Por: Eduardo Ulibarri 31 julio, 2015

Para comenzar agosto, el presidente Luis Guillermo Solís debería guardar su traje de bombero y medirse el de estadista. Quizá le quede.

El mes de sesiones legislativas extraordinarias que comenzará el lunes permitirá al Gobierno definir su agenda, ordenarla según sus prioridades, negociarla con visión estratégica y moverla con sentido táctico. Es una gran oportunidad.

Bien aprovechada, podría abrir puertas para afrontar la crítica situación fiscal y marcar el camino del país en temas tan críticos como las pensiones, el manejo del presupuesto, el empleo público y otras necesidades más concretas.

Mal conducida, profundizará la percepción –ya profunda– sobre un gobierno desarticulado, sin rumbo claro y encerrado en el juego corto de la política. Es decir, debilitará aún más la gobernabilidad.

El ministro de la Presidencia, Sergio Alfaro, entiende la dinámica de la Asamblea. Estuvo allí durante el cuatrienio que concluyó en el 2010. Además, goza de respeto entre los diputados. Es un punto de partida indispensable, pero totalmente insuficiente.

Para impulsar la agenda se requiere mucho más. Como mínimo, el presidente y su equipo deberán plantear un portafolio de propuestas sólido y coherente, sobre todo en materia fiscal, desde el cual abrir negociaciones serias con la oposición. Si esta responde –como debería–, al menos una parte del camino podrá despejarse.

En nada de lo anterior existen verdades ocultas, pero sí un enorme desafío: la buena ejecución.
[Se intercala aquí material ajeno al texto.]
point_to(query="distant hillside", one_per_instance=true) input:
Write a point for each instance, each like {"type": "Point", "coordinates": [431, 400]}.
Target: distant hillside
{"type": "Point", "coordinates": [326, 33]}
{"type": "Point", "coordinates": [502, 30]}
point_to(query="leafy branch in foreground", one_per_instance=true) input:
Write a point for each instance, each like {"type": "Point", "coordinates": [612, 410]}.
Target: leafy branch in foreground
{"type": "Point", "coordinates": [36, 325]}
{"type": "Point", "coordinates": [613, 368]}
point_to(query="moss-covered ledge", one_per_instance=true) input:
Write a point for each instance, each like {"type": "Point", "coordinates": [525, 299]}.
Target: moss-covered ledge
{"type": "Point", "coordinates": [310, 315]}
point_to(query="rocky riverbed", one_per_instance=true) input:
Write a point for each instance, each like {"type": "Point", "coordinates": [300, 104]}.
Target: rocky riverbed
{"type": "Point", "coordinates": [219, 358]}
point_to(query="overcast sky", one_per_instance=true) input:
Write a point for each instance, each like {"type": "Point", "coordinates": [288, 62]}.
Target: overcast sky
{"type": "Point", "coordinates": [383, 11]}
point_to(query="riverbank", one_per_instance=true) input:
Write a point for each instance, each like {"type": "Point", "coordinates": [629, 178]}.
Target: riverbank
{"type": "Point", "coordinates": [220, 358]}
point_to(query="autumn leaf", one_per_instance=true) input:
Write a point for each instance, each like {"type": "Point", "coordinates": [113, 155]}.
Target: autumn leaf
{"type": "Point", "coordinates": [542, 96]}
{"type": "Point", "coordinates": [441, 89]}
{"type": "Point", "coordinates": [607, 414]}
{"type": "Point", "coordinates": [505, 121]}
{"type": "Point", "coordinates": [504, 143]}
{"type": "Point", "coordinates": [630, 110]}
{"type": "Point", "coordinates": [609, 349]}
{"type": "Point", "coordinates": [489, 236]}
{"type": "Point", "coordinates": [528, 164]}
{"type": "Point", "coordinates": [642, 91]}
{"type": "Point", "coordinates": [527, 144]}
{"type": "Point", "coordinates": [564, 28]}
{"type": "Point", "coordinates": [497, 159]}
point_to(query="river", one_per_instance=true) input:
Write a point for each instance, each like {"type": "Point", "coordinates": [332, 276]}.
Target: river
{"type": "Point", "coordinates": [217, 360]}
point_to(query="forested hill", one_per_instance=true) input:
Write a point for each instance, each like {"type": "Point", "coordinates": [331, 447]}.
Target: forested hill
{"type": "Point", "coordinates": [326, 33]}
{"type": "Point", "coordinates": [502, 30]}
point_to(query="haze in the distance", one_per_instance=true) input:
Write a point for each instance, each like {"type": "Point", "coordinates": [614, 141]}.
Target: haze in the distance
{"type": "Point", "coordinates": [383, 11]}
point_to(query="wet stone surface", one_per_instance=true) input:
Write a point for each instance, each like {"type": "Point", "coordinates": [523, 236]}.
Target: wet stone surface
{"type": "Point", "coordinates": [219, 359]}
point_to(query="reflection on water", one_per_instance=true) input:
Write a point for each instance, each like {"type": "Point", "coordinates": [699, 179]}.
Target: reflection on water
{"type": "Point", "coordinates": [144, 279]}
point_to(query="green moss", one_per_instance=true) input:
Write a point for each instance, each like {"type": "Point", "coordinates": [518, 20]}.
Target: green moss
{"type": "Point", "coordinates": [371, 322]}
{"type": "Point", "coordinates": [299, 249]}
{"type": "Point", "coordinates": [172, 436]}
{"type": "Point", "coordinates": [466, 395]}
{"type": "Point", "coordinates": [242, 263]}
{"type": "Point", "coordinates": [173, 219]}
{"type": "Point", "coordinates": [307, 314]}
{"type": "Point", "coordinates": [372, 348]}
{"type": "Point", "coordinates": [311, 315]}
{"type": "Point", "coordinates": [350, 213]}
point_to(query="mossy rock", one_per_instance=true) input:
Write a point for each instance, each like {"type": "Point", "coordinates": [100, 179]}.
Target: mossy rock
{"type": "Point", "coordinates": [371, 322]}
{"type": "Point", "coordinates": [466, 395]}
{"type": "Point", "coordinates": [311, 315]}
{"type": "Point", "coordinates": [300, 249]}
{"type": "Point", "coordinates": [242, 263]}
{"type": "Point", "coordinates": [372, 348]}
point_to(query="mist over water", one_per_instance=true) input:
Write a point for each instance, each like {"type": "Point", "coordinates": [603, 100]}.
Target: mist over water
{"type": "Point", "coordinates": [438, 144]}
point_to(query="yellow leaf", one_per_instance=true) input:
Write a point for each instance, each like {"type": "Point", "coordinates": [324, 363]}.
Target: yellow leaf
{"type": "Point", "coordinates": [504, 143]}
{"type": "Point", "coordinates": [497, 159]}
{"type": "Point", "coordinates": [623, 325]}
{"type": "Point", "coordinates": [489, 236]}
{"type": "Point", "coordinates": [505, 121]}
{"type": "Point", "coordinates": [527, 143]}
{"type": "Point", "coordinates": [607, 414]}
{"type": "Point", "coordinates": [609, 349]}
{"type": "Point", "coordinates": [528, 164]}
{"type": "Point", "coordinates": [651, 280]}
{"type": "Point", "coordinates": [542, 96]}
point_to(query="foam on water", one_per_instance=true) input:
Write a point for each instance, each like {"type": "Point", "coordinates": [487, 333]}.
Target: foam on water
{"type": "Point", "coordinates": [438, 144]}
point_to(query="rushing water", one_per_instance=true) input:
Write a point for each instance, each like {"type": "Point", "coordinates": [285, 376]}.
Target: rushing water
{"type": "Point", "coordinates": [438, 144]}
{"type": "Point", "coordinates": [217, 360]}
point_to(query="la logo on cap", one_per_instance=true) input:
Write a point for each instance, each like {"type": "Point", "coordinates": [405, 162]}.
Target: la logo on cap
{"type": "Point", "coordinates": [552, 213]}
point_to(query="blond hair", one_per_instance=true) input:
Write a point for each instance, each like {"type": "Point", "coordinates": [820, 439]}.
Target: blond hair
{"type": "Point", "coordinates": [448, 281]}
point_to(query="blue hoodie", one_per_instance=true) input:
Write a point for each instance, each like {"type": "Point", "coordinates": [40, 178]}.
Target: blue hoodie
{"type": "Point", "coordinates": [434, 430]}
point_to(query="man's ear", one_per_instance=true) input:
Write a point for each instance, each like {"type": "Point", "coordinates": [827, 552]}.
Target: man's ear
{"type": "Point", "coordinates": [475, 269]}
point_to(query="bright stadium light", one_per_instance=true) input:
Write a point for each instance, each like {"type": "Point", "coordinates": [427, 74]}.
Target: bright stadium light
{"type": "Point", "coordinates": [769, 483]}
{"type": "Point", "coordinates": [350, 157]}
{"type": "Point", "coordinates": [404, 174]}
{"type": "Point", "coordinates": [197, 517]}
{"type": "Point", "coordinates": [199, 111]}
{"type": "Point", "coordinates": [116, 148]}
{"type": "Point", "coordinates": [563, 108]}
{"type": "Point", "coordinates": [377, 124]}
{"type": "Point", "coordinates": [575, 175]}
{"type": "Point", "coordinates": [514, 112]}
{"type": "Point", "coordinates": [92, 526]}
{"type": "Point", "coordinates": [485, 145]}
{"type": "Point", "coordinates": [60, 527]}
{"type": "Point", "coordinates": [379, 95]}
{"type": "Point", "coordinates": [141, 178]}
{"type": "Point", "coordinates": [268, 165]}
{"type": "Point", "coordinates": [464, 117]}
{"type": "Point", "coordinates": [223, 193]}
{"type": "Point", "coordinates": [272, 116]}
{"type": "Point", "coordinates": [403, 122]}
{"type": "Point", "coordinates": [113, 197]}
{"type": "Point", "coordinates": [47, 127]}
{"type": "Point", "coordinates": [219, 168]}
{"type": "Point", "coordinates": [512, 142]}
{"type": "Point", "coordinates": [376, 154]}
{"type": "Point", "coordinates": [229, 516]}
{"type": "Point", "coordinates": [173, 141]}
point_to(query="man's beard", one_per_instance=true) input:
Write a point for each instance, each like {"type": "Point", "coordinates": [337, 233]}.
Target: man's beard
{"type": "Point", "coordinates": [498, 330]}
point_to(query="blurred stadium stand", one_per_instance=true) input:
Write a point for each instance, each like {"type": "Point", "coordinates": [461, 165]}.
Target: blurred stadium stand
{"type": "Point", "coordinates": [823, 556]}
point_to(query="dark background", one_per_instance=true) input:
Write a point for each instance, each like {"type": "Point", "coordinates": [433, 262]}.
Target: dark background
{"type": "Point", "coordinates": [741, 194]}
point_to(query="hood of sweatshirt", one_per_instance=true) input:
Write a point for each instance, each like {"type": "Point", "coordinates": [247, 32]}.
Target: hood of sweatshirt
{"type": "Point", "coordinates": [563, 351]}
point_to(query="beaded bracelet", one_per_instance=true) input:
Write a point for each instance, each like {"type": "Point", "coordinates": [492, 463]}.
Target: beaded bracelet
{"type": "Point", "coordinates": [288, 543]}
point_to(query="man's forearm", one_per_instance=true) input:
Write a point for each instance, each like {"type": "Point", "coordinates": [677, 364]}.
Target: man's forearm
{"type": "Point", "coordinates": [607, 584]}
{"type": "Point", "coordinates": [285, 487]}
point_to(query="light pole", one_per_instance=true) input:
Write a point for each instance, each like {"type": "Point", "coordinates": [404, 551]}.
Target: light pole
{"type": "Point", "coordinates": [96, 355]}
Paradójicamente, el PAC se ha erigido como uno de los mayores obstáculos para afinarla.

Si el partido oficial actuara unido –en su fracción, de esta con su cúpula, y de ambas en coordinación el Ejecutivo–, podría crear un eje alrededor del cual construir acuerdos, o un engranaje para conectar partes sueltas.

Sin embargo, está multifraccionado; peor aún, al aliarse su cúpula con el Frente Amplio y unos sindicatos, perdió flexibilidad para emprender y negociar, y el presidente no ha podido, o quizá no ha querido, tomar nota.

Alinear tan complejas fichas es muy distinto a apagar incendios que al poco tiempo renacen. Plantea un desafío de visión, competencia y estatura. Por esto requiere otras ropas, temple y actitudes.

(*) Eduardo Ulibarri es periodista, profesor universitario y diplomático. Consultor en análisis sociopolítico y estrategias de comunicación. Exembajador de Costa Rica ante las Naciones Unidas (2010-2014).